Do you believe that we are born with what we have, and after that it is all pretty much downhill as our brain cells continue to die off as we get older?

The good news is that this view is incorrect!

According to a NewScientist Special Feature the brain is probably the organ that can expect the most changes during our lifetime as it constantly adapts to our changing environment. It starts to develop withing 5 weeks of gestation and continue to grow during the first two trimesters of pregnancy.

After this period of construction it is ready to begin processing information it receives via sensory input. Perhaps surprisingly, learning, memory and language begin before we are even born.

After birth the brain continues expanding its functional capacities, and at the age of approximately three months the cerebral cortex becomes active.
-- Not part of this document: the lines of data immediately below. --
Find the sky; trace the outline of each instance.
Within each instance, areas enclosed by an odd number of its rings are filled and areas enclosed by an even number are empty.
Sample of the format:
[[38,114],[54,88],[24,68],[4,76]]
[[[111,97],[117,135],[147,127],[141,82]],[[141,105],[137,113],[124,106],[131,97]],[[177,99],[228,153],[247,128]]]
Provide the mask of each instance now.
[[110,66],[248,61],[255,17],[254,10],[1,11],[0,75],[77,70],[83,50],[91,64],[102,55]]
The frontal cortex of the brain will ultimately govern such things as voluntary movement, reasoning and perception.

At the age of about six months the frontal lobes become active, triggering the development of emotions, attachments, planning, working memory and attention.

At around 18 months the brain develops a sense of self, but children only start to apply logic and trust and begin to understand their own thought processes by age 6. At this age the brain is 95 per cent of its adult weight and at its peak of energy consumption.

The first few years of the brain is mainly a time of soaking up information and developing the appropriate neural connections to understand the environment, but it is also a period during which we lose certain abilities we were born with. The ability to distinguish between different individuals of other species is a good example.This interesting and natural ability is lost while growing up due to limited use and application, but it does provide a very plausible explanation to urban legends such as Tarzan.

After the onset of logical reasoning and trust our brains continue to grow and make new connections until puberty when the brain undergoes major restructuring to trim functions that are not being used and to mature those that seem necessary. Among the last areas to mature is the dorsolateral prefrontal cortex at the very front of the frontal lobe. This area is involved in control of impulses, judgment and decision-making, which might explain some of the less-than-stellar decisions made by your average teen.

The slow and steady decline that many of us knew of before start after the age 27, but even then the rate of deterioration is largely influenced by which brain functions are in active use.

Contrary to popular belief then, the brain is one of our most adaptive organs, constantly growing and making new connections to provide us with functions that are tailor made to our unique sensory and emotional environmental interface.